If I’m a fan, I’m grinning from ear-to-ear on my flight back home. But we were told for months by series executives, after asking why IndyCar was holding this spectacle behind gates, walls and armed guards, that the $1 Million Challenge was never meant to cater to a ticket-buying crowd.
Ironically, it’s the group it served best, along with a host and promoter who landed hours of what amounted to advertisements for prospective members. If The Thermal Club lands even a couple new members who pay well over $5 million in initiation fees, monthly membership costs, land and a brand-new mansion, then its investment will have paid off. And if the greater IndyCar landscape has now piqued the interest of the next Jim Meyer (MSR co-owner) or a connection to the next Hy-Vee, then perhaps this dud will have been worth it.
But the $1 Million Challenge, in its simplest form, was held because a network TV window was open – because Texas Motor Speedway, one of the series’ oldest partners, decided an IndyCar date in 2024 in front of a few thousand fans wasn’t worth the scheduling headache. What followed was a placeholder – nothing more, nothing less. When you posed that aspect of the event to IndyCar executives, you were often met with some version of, “Doing something – anything – on NBC to break up the six-week gap is better than nothing at all.”
Two days later, after waiting to properly digest what I saw and heard and felt, I’m still not sure I’d agree, and I’ve got the event’s paltry TV ratings to prove it. According to the Sports Business Journal, IndyCar averaged just 816,000 viewers combined on NBC and Peacock -- its worst number for a network race without an NFL conflict since July 2022.
Reaction to $1 Million Challenge: Drivers praised IndyCar's ingenuity, but one called for 2025 boycott
IndyCar has to execute future experiments better
IndyCar, right now, is in ‘growth mode.’ While Penske Entertainment has delivered what I’d call solid fan growth metrics, discontent in the paddock has bubbled to the surface. Secret team meetings, private – and now public – scathing retributions of its ownership and brand-new committees in response to teams’ unrest paints a picture of a sport uncertain of where it’s headed.

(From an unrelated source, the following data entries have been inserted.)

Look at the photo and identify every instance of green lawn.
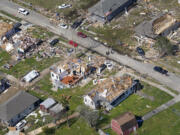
[99,83,172,134]
[30,75,172,135]
[39,119,98,135]
[0,49,11,67]
[89,26,134,55]
[138,103,180,135]
[0,57,60,78]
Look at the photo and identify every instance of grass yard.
[0,57,60,78]
[39,119,98,135]
[99,83,172,135]
[89,26,134,55]
[138,103,180,135]
[0,49,11,67]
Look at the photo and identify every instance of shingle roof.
[40,98,56,109]
[0,91,39,121]
[88,0,129,17]
[50,104,64,113]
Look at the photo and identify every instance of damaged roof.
[88,0,129,17]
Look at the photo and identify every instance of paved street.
[142,95,180,120]
[0,0,180,92]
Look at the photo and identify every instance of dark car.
[0,79,10,94]
[136,47,145,56]
[49,39,59,46]
[77,32,87,38]
[154,66,168,75]
[71,20,83,29]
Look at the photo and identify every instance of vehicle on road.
[18,8,29,15]
[153,66,168,75]
[136,47,145,56]
[71,19,83,29]
[69,40,78,47]
[59,23,68,29]
[49,39,59,46]
[58,4,72,9]
[77,32,87,38]
[15,120,27,131]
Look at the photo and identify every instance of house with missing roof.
[40,98,56,112]
[83,75,141,110]
[0,91,40,126]
[49,103,66,117]
[50,59,94,91]
[88,0,136,23]
[111,112,138,135]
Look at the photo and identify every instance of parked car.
[18,8,29,15]
[69,40,78,47]
[58,4,72,9]
[77,32,87,38]
[49,39,59,46]
[136,47,145,56]
[0,79,11,94]
[15,120,27,131]
[71,19,83,29]
[154,66,168,75]
[59,24,68,29]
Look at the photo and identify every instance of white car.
[58,4,71,9]
[18,8,29,15]
[15,120,27,130]
[59,24,68,29]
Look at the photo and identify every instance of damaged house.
[51,59,93,91]
[135,14,180,39]
[84,75,141,110]
[88,0,136,23]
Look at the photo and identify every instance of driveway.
[0,0,180,92]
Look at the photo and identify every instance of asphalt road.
[142,95,180,120]
[0,0,180,92]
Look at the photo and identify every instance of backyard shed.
[111,112,138,135]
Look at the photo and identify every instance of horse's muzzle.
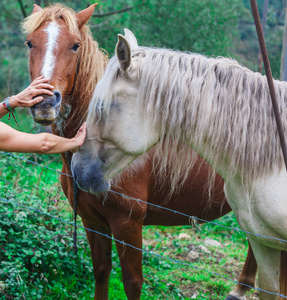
[30,90,62,126]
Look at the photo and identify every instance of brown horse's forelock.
[21,4,108,134]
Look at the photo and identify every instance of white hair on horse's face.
[42,22,60,78]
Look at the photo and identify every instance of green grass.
[0,111,258,300]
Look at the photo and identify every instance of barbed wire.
[0,151,287,243]
[0,197,287,299]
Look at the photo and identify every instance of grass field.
[0,111,258,300]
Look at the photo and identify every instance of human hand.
[9,76,54,108]
[70,122,87,153]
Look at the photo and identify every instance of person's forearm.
[36,133,79,154]
[0,97,13,119]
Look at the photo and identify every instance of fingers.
[31,88,53,97]
[26,96,44,107]
[30,76,50,86]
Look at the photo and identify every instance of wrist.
[9,96,19,109]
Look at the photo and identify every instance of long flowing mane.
[91,47,287,185]
[21,4,108,130]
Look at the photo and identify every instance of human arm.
[0,122,86,154]
[0,76,54,119]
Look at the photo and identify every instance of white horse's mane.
[88,47,287,188]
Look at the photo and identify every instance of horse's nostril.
[54,90,62,103]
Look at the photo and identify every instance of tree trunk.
[280,3,287,81]
[258,0,269,73]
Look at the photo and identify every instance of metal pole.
[250,0,287,169]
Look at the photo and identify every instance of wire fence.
[0,151,287,299]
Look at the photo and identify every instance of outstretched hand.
[70,122,87,153]
[9,76,54,108]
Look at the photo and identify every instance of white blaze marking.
[42,22,60,78]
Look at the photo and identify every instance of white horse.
[72,30,287,300]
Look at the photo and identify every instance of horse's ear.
[124,28,138,50]
[76,3,98,30]
[116,34,131,71]
[32,4,43,14]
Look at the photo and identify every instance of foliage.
[0,0,284,98]
[0,151,93,299]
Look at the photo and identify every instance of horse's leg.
[83,220,112,300]
[249,237,280,300]
[225,244,257,300]
[111,220,143,300]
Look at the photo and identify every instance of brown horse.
[22,4,257,300]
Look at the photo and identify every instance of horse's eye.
[71,43,80,52]
[26,41,33,49]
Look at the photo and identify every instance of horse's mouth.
[34,119,56,126]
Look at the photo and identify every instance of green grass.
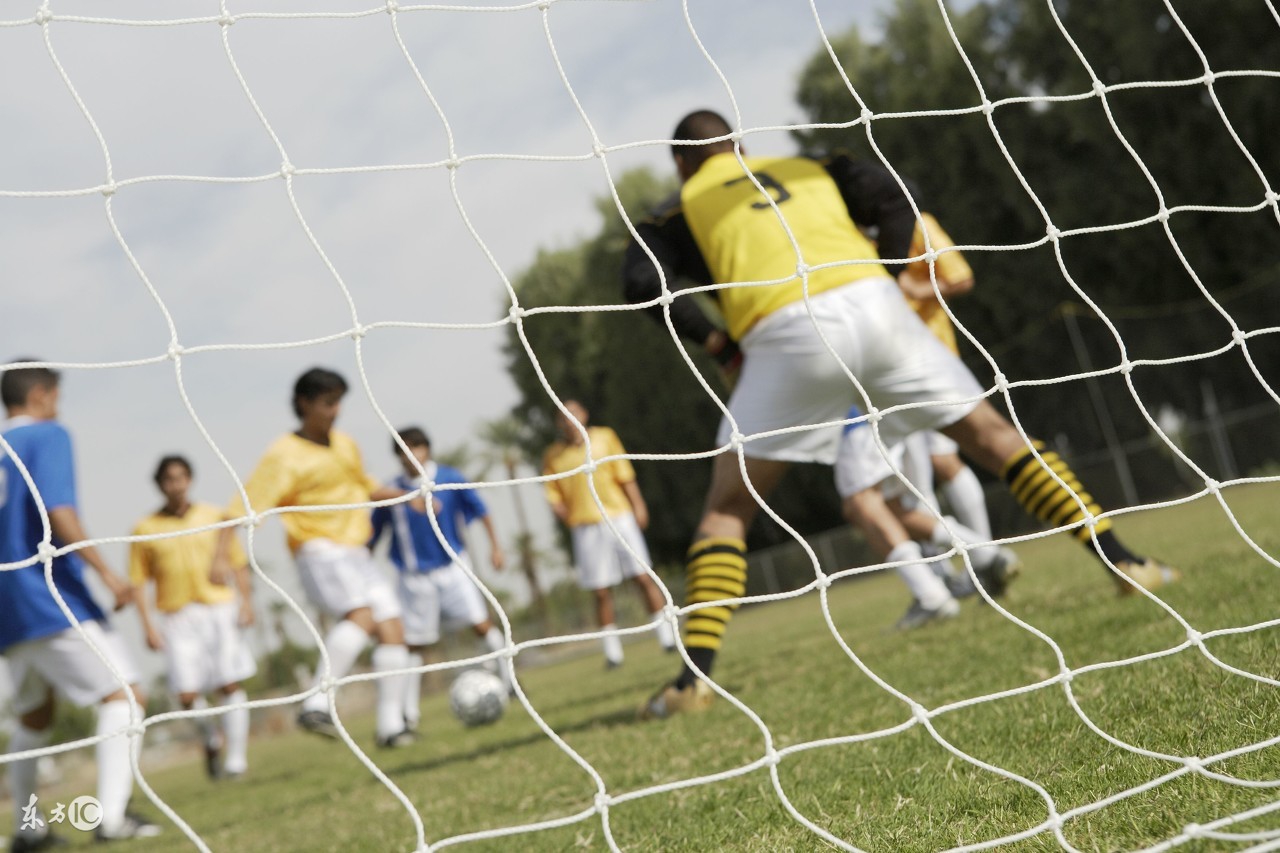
[32,485,1280,852]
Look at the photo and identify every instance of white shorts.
[572,512,649,589]
[164,602,257,693]
[398,564,489,646]
[294,539,399,622]
[5,622,138,716]
[717,278,982,465]
[836,425,946,510]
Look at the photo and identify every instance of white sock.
[302,619,369,711]
[653,612,676,651]
[191,695,218,747]
[221,690,248,774]
[9,722,52,838]
[95,699,133,831]
[484,625,511,693]
[374,644,408,738]
[600,622,622,665]
[938,465,991,542]
[404,652,426,729]
[929,515,1000,574]
[884,542,951,610]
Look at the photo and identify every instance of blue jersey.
[0,418,104,653]
[369,465,489,571]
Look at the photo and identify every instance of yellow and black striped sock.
[1000,441,1138,562]
[676,537,746,689]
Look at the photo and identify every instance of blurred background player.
[543,400,676,667]
[0,359,160,853]
[369,427,511,731]
[622,110,1176,717]
[129,456,257,779]
[215,368,412,747]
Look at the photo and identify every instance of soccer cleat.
[298,711,338,738]
[974,547,1023,598]
[9,833,68,853]
[378,729,417,749]
[893,598,960,631]
[93,812,164,841]
[639,680,716,720]
[1116,557,1183,596]
[205,743,223,779]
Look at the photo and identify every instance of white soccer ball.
[449,670,507,726]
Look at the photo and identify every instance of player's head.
[293,368,347,432]
[392,427,431,476]
[556,400,591,444]
[671,110,733,181]
[0,356,60,419]
[154,453,193,503]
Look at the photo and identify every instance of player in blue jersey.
[0,359,160,850]
[369,427,511,730]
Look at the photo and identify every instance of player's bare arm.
[49,506,133,610]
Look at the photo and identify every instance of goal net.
[0,0,1280,850]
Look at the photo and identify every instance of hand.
[703,329,742,392]
[209,555,232,587]
[236,601,257,628]
[101,571,134,610]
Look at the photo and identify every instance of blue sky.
[0,0,883,671]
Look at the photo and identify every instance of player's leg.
[396,570,440,731]
[572,521,622,667]
[360,578,413,748]
[5,676,55,850]
[209,602,257,779]
[161,603,223,779]
[835,423,960,630]
[6,622,160,840]
[942,401,1178,593]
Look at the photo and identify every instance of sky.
[0,0,883,676]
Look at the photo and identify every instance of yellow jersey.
[906,213,973,355]
[129,503,246,613]
[228,430,379,551]
[680,152,888,341]
[543,427,636,528]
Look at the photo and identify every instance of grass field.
[22,484,1280,850]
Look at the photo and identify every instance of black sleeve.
[823,154,925,275]
[622,195,716,346]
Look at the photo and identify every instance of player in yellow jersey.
[543,400,676,667]
[129,456,257,779]
[623,110,1174,717]
[214,368,414,747]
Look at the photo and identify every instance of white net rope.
[0,0,1280,850]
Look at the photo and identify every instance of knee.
[18,694,54,731]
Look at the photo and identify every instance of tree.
[797,0,1280,499]
[480,415,547,612]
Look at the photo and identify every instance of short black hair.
[392,427,431,453]
[293,368,347,418]
[0,356,61,409]
[151,453,196,485]
[671,110,733,163]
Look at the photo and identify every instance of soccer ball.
[449,670,507,726]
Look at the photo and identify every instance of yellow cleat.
[1116,557,1183,596]
[637,680,716,720]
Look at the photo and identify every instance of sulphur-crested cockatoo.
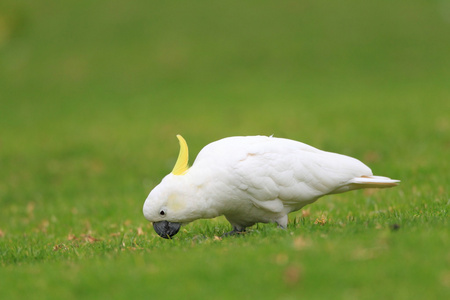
[143,135,399,238]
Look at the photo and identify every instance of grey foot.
[222,227,245,237]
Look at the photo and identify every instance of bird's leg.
[275,215,288,229]
[222,226,245,237]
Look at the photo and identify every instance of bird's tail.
[332,175,400,194]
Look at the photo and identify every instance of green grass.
[0,0,450,299]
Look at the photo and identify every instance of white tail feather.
[330,176,400,194]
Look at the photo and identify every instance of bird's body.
[144,136,398,238]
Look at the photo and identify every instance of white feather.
[144,136,399,229]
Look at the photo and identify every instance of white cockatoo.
[143,135,399,238]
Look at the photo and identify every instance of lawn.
[0,0,450,299]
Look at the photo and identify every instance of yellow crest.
[172,134,189,175]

New car in 2027? Mid-season engine formula change? Returns to dormant ovals that have failed in the past? A street race finale that proved DOA? A manufacturer considering an exit ramp?
It’s no secret that, after the stability Penske ushered in in the wake of the pandemic, what IndyCar needs to start its next chapter are attention-grabbing, fandom-inspiring, action-packed moments to sprinkle across its calendar and build its drivers’ star power. Those successes don’t come without risk or experimentation – and to its credit, IndyCar is pursuing those goals by other means, too.
But when you’re not equipped with even a fraction of the financial might as your two gargantuan competitors -- Formula 1 and NASCAR -- you have to pick your big swings all the more smartly. When someone questions the way in which you rolled the proverbial dice, your response can’t start with, ‘But what if…?’
Because if your Miami Grand Prix falls flat, you don’t have the dough to go build a race in Las Vegas from scratch. You can’t rent out the Coliseum or throw dirt on Bristol, wait a few years for those tests to fail to launch, and then move onto the next big thing. Those with an ounce of realism understand why you’ve taken fewer swings than F1 or NASCAR by comparison – and it’s because you’ve only got a few at bats.
So don’t swing out of your shoes at a knuckleball. Your strikes are starting to add up. And if you step up to the plate in a year and miss again, that clamoring you hear from the cheap seats, begging for you to be benched in favor of that flashy young upstart, is only going to build.